Most importantly, a strong correlation exists between the agronomic efficacy of a treatment and its “recognizability” by the model. The silicon-based treatment, which yielded the most substantial recovery in grain yield, also produced the most distinct spectral phenotype, resulting in near-perfect classification metrics. This alignment suggests that the deep learning model is not merely recognizing arbitrary patterns but is sensitive to the underlying physiological health of the crop, which is ultimately reflected in yield. The confusion between control and stressed plants indicates a limitation and an opportunity: future work should involve more severe or longer-duration stress gradients to create more distinct spectral separability, or incorporate temporal sequences of unmanned drone flights to capture the dynamics of stress progression.

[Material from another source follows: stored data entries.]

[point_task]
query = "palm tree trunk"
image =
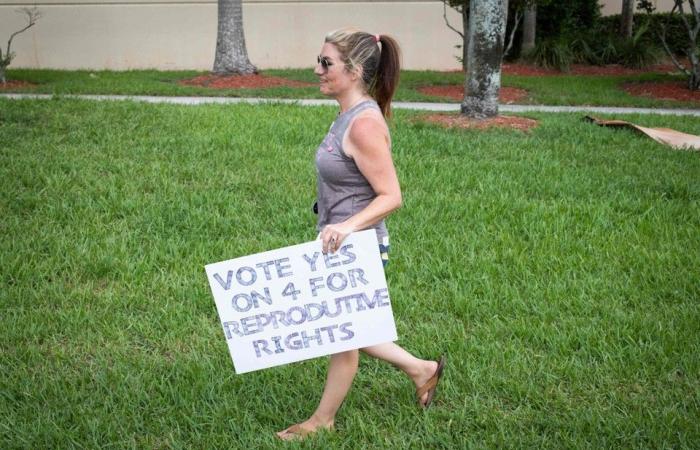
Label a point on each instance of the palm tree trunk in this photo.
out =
(231, 53)
(627, 18)
(529, 27)
(487, 27)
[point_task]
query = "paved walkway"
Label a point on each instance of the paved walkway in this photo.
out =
(397, 105)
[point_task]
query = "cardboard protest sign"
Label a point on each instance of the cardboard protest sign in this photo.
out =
(296, 303)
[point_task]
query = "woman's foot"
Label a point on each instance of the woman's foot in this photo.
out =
(429, 370)
(301, 430)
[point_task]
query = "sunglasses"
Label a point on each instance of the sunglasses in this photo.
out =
(324, 62)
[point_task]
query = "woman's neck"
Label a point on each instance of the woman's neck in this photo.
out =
(351, 99)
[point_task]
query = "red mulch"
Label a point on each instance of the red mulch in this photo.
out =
(666, 90)
(13, 84)
(456, 92)
(458, 121)
(579, 69)
(242, 81)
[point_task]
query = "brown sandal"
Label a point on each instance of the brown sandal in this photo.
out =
(296, 432)
(430, 386)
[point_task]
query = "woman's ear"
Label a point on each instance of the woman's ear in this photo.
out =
(356, 73)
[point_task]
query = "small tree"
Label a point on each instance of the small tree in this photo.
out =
(692, 50)
(462, 7)
(5, 60)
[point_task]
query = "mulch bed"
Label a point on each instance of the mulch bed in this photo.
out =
(579, 69)
(456, 92)
(663, 90)
(458, 121)
(14, 84)
(255, 81)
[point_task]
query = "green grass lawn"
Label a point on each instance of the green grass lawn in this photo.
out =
(548, 90)
(556, 269)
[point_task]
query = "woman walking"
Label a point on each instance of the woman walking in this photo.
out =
(357, 188)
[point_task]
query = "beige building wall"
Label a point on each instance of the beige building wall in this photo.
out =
(181, 34)
(167, 34)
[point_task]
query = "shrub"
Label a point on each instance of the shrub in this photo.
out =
(552, 54)
(676, 34)
(638, 51)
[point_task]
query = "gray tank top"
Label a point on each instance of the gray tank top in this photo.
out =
(342, 190)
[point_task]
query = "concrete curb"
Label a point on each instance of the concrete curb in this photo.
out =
(447, 107)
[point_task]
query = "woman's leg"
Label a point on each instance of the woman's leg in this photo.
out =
(419, 370)
(341, 371)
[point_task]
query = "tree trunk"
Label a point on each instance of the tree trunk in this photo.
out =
(627, 18)
(529, 27)
(465, 37)
(487, 27)
(231, 54)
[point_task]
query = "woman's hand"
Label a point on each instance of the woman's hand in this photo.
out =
(333, 235)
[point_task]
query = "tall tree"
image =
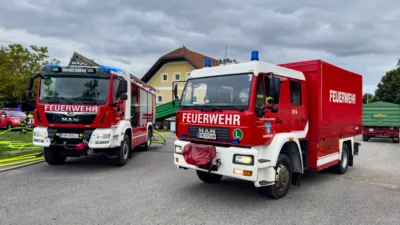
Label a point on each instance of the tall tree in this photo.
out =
(389, 88)
(17, 63)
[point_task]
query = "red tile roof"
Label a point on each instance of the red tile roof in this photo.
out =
(180, 54)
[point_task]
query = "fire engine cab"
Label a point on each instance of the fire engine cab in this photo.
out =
(268, 123)
(85, 110)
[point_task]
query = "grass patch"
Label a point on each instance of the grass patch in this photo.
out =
(13, 144)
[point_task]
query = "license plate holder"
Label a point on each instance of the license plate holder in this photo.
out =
(208, 134)
(69, 136)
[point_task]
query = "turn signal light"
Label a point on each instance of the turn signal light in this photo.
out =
(246, 173)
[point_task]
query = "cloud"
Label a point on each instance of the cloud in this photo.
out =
(359, 36)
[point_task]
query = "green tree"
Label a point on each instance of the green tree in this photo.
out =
(388, 89)
(17, 63)
(368, 98)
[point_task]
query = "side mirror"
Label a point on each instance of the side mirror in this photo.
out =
(176, 92)
(124, 96)
(30, 83)
(123, 87)
(28, 94)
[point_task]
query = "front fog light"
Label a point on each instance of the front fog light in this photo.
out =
(243, 159)
(103, 136)
(178, 149)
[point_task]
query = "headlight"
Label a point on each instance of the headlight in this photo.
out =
(38, 134)
(178, 149)
(103, 136)
(243, 159)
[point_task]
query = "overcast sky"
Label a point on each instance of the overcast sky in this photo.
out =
(358, 35)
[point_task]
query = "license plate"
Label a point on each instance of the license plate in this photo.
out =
(69, 135)
(207, 134)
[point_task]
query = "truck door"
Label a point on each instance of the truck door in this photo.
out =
(298, 118)
(272, 121)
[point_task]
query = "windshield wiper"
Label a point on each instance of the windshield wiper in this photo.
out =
(87, 100)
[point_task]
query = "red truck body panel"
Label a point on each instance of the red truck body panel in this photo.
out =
(334, 98)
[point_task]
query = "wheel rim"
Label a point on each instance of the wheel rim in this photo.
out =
(125, 150)
(282, 177)
(344, 160)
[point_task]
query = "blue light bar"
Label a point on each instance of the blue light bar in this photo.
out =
(53, 65)
(254, 56)
(207, 62)
(110, 68)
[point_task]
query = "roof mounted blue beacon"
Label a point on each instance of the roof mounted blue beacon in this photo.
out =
(207, 62)
(110, 68)
(254, 56)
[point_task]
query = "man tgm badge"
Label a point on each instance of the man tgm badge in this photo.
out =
(268, 127)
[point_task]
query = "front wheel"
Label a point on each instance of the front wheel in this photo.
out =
(283, 179)
(53, 156)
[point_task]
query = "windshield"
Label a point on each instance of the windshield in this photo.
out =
(16, 114)
(74, 90)
(227, 90)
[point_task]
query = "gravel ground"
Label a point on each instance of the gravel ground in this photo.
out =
(151, 190)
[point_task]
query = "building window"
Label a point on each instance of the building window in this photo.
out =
(177, 76)
(164, 77)
(159, 99)
(295, 93)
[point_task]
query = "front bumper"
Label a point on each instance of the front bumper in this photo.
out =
(260, 173)
(98, 139)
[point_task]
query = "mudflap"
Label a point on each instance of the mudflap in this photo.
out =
(296, 178)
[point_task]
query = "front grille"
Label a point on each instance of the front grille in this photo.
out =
(64, 119)
(222, 134)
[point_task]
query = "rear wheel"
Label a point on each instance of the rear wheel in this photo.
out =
(53, 156)
(123, 151)
(283, 179)
(208, 177)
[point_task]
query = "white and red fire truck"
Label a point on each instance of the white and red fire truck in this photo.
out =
(85, 110)
(268, 123)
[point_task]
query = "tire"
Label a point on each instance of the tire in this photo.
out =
(123, 152)
(53, 156)
(208, 177)
(343, 165)
(281, 187)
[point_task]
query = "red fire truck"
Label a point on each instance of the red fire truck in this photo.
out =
(86, 110)
(268, 123)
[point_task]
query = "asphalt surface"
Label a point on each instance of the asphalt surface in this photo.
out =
(151, 190)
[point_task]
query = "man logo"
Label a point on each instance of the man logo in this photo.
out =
(68, 119)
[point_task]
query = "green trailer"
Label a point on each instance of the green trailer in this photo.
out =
(381, 120)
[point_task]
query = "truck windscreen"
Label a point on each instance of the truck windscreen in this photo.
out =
(227, 90)
(74, 90)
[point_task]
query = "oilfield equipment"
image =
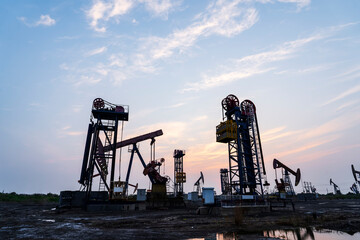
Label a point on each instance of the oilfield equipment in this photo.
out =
(336, 187)
(309, 188)
(355, 186)
(198, 184)
(224, 180)
(240, 131)
(100, 152)
(179, 174)
(285, 185)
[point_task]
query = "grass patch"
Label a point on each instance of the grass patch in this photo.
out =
(37, 197)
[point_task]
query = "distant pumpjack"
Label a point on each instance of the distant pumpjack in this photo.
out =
(285, 184)
(199, 183)
(336, 187)
(241, 132)
(309, 188)
(179, 174)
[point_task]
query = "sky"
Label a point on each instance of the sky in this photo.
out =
(173, 62)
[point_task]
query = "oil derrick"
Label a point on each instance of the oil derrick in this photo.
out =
(241, 133)
(102, 133)
(355, 186)
(179, 174)
(224, 179)
(199, 183)
(285, 184)
(309, 188)
(336, 187)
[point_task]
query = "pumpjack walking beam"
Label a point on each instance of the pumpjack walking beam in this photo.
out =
(106, 116)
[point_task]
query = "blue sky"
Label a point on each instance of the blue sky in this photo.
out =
(173, 62)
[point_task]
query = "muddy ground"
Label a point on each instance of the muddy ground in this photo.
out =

In conclusion, our research establishes a viable and effective pipeline for precision agriculture applications. By combining the agility and high-resolution sensing of an unmanned drone with the powerful pattern recognition capabilities of a tailored VGG21 deep learning model, we can rapidly and accurately identify waterlogging stress in wheat and evaluate the success of different management interventions. This approach moves beyond simple stress detection towards assessing crop health and treatment efficacy, providing a data-driven tool for making informed decisions. This technology holds great promise for enabling more resilient and efficient crop management systems, allowing for targeted application of resources and timely intervention to safeguard yield. Future work will focus on expanding the model’s robustness across more varieties, environments, and stress types, further solidifying the role of unmanned drone and AI synergy in sustainable agriculture.